Первыми словами Фаланкевича была обычная артистам жалоба на судьбу.
— Что за жизнь наша: нужда, бедствие! Где же ценят нас, где же вознаграждают нас, как следует? Но человек, осужденный на эту пытку, перебивается кое-как и смеется над людьми.
— Вы, кажется, не можете еще жаловаться.
— Я, я? Да не будь я женат, — отвечал Фаланкевич, — разве я, не хвастаясь, не добился бы большей известности, не достал бы и славы, и денег, как другие! Но тут, не хвастаясь, жена, дети, привычка, наконец, не хвастаясь, тяжел стал на подъем. Засел в эту яму, черт возьми, и уж яма!.. С первого взгляда, — продолжал он, улыбаясь, — я почувствовал к вам расположение и, не хвастаясь, жалость меня взяла, надо же вам было угодить в этакой, не хвастаясь, омут!

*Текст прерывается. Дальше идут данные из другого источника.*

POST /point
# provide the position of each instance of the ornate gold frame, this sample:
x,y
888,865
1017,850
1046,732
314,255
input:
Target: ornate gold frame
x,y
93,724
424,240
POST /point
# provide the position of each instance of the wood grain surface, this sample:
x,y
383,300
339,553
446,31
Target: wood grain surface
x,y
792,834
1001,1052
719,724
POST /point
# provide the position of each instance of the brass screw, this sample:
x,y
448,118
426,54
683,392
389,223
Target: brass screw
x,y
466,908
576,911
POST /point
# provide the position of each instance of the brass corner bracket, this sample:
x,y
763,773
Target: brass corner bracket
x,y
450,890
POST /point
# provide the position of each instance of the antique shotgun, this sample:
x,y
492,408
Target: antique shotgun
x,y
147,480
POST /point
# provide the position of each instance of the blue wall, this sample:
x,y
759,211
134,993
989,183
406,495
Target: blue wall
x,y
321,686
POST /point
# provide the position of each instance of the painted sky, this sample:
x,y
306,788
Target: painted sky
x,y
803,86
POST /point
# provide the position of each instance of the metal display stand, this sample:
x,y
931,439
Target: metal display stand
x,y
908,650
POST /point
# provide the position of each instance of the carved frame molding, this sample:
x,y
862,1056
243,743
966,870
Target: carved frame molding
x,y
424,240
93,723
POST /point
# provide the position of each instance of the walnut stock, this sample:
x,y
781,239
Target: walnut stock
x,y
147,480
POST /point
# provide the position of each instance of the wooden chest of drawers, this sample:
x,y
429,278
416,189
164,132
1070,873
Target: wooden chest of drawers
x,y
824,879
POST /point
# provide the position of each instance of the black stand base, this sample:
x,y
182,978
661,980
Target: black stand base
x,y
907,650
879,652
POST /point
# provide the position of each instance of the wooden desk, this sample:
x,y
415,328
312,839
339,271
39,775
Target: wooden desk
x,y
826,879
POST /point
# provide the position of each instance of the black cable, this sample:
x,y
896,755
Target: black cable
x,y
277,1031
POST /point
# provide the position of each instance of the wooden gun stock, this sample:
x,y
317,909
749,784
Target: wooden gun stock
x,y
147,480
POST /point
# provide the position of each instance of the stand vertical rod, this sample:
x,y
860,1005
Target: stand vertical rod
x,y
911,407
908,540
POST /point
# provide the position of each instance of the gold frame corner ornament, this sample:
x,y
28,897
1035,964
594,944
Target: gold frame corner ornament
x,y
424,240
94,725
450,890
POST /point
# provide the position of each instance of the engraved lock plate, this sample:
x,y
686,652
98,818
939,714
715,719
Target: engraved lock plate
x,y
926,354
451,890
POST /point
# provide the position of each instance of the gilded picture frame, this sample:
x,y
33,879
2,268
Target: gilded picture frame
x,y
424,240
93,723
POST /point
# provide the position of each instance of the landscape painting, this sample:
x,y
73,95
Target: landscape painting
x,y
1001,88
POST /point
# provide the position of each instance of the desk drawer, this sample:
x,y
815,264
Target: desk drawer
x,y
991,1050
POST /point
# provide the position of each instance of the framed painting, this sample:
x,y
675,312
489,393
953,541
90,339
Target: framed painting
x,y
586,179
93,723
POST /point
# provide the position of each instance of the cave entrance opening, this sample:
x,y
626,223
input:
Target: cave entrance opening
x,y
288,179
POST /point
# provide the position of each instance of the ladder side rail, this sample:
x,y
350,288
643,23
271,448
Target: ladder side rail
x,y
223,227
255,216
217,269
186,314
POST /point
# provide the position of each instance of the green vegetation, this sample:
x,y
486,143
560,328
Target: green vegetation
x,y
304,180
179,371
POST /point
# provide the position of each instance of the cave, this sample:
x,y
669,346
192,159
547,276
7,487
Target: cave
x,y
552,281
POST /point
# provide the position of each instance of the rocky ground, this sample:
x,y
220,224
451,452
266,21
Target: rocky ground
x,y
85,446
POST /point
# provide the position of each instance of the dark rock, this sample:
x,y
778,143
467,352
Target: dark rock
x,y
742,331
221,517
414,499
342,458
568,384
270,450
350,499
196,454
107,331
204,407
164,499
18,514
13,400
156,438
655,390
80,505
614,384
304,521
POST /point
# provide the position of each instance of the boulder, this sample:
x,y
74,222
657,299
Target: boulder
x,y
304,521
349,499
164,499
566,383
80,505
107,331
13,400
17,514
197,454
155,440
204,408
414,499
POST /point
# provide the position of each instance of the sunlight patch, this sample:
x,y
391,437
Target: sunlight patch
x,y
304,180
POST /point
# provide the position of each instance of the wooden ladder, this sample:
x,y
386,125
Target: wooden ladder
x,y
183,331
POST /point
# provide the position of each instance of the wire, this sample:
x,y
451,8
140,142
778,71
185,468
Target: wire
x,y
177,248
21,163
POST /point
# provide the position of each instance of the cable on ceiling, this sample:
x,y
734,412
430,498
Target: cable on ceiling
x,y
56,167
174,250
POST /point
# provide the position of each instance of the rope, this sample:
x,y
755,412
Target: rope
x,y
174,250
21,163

Отвратительный, глупый и препоганый городишко; на вашем месте, с вашею молодостью и дарованием я бы, не хвастаясь, знал, что делать! О, уж никогда бы не жил здесь!
Вацлав пожал плечами.
— Но где же лучше артисту? — спросил он.
— Где? Не хвастаясь, везде, — ответил Фаланкевич, — только не здесь; здесь ад! Люди или глупы, или злы, или скупы…
— Разве можно отзываться так резко зауряд обо всех?
— А, это еще снисходительно, — продолжал Фаланкевич. — Вы их еще не знаете; я, не хвастаясь, много здесь потерял и что же выиграл? Не хвастаясь, гол как сокол, как был прежде; и хоть бы какая-нибудь признательность, сколько-нибудь чувства, хоть бы кто-нибудь к именинам подушку вышил! Где там!
Вацлава не трогали все эти пустые проклятия; он видел в них если не надувательство, которого не мог подозревать, то, по крайней мере, глупость и избитые фразы. Фаланкевич между тем говорил и говорил, повторял свои жалобы и не жалел черных красок, чтобы омерзить Вацлаву жизнь в Житкове. Вацлав сидел и слушал его холодно.
Через несколько времени ментор заметил, что ему не удалось, и, задумав новый план, ждал удобного времени привести его в исполнение. Случилось очень скоро, что из провинции приехала в Житково какая-то барыня, отыскивающая для детей учителя музыки. Фаланкевич, узнав об этом, явился сейчас к Вацлаву с торжествующим лицом благодетеля и, потирая руки и волосы, говорил:
— Всегда чувствовал к вам истинную привязанность…
— Истинную? Я бы хотел заслужить ее и оправдать.
— Привязанность моя, не хвастаясь, бескорыстна, — продолжал Фаланкевич, присаживаясь, — велите мне дать трубку и что-нибудь прохладительное, хоть рюмку водки.
После минутного отдыха Фаланкевич продолжал покровительственным тоном:
— Знаете ли, не хвастаясь, вам открывается один случай.
— Что же это может быть?
— Я прибежал, не хвастаясь, нарочно с этим известием, чтобы предупредить вас; есть многие, которые могут перебить дорогу, надо поторопиться. Вы можете получить отличное место в деревне…
— Место в деревне? Я менее всего желал бы этого.
— Как это, да где же и счастье, как не в деревне! Поверьте мне, не хвастаясь, — подхватил Фаланкевич, — ничего нет лучше деревни! Что вам делать в городе?
— Понемногу, может быть, и нашел бы.
— Ничего бы не нашли, ничего, не хвастаясь; гораздо лучше удалиться и свободно совершенствоваться в затишье. Вы будете заняты только несколько часов, затем полная свобода, жалование в первый раз недурное, приличное содержание, чего же желать больше?
— Но где же? Как?
— Где? Сейчас скажу. Как? У меня спросите. У меня есть средства, есть связи, и я по-приятельски помогу вам.
Вацлав, движимый признательностью, искренно благодарил, хотя действительно не хотелось ему ехать опять в деревню.